What are some psychological ideas that transcend the course and the classroom? Clearly, much of what students learn in research methods is highly important to designing psychology experiments that demonstrate the validity of a hypothesis while elucidating what cause leads to what effect. So, research design, the manipulation and measurement of variables, the statistical analyses of the data—all these familiar concepts which are introduced in introductory psychology and are then reinforced and elaborated in virtually all subsequent classes are assessment worthy. Why? Because these concepts can be used to create a research question and then conduct a study to answer it, just as knowing them will enable students to read and understand the psychological literature found in professional journals. Of course, such concepts will also be used to evaluate what is presented in the media in terms of televised news or newsprint—and in everyday conversations with colleagues, friends, and neighbors. Research methodology is one area that is ripe for assessment—there are many others.

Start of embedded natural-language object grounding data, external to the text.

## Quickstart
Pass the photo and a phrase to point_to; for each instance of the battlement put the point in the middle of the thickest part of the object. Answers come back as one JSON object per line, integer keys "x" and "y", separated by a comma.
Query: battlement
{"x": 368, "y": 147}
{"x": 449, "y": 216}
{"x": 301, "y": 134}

So, assessing these skills is an important exercise that goes far beyond the content of the typical quiz or test. In short, the average psychology major may forget the function and location of the hippocampus in the brain, but more general knowledge of neuroscience and the research methods used to study the brain are more likely to be retained. However, unless educators use assessments to routinely verify this and other assumptions, we really don’t know. For this reason, psychology faculty members have been at the forefront of the assessment movement: They want to know that students know what they are supposed to learn about and from the discipline.


Dunn, D. S., McCarthy, M., Baker, S., Halonen, J. S., & Hill, G. W., IV. (2007). Quality benchmarks in undergraduate psychology programs. American Psychologist, 62, 650-670.